Unraveling biological mechanisms with cryo-electron microscopy

Introduction

Cryo-Electron Microscopy (EM) is a powerful technique to visualize biological processes. While many studies are centered on extending structural information to higher resolution, not much has been done in the field to examine how multiple players collectively form pathways and systems. In fact, many experiments are performed on macromolecular complexes biochemically removed from their proper cellular context. Our present molecular imaging platform permits us to capture and to view functional pathways within a single image.The use of our unique imaging technology opens up a new avenue for viewing biological mechanisms within a functionally relevant, near-native environment.

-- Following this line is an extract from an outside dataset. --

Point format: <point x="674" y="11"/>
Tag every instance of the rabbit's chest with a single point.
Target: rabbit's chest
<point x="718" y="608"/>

We utilize the bacterial protein synthesis machinery as a model system to develop new methodologies. The combined use of our Affinity Capture technology with single particle EM provide the basis for visualizing RNA-dependent pathways in a remarkable new way. The cryo-EM image to the left indicates a variety of different protein assemblies (dark particles) that are connected by native strands of RNA, scale bar is 15 nm. This demonstrates how large biological assemblies can be captured in real-time.

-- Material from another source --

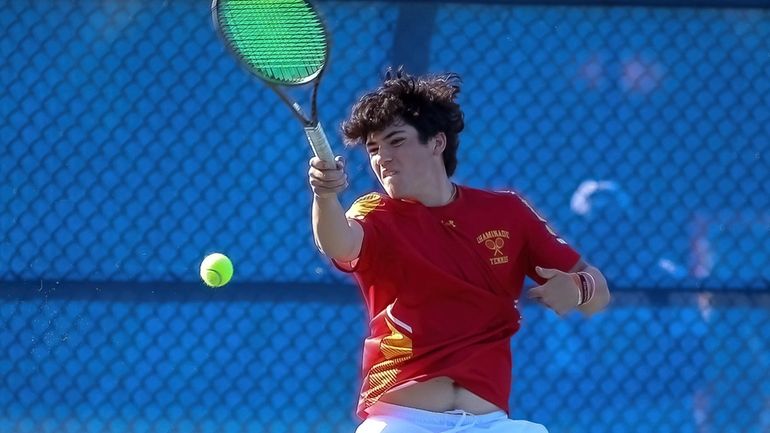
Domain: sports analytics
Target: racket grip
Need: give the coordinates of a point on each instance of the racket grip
(317, 139)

Just as our current molecular imaging system can be used to specifically isolate proteins of interest from within cells, we can also apply these methods at the level of whole cells. Cryo-Electron Tomography of whole cells is a newly evolving technique in the EM field that has never been used to view stem cells. This is primarily due to the thickness of whole cells and the inefficiency of applying them to an EM grid. Stem cells found in early development, however, are of a reasonable size for TEM imaging. The main challenge to overcome, therefore, lies in applying them to an EM grid. Our Affinity Capture approach works nicely to accomplish this task. Once cells, including cancer cells, are properly attached to our grids, we can examine them in 3D using cryo-Tomography.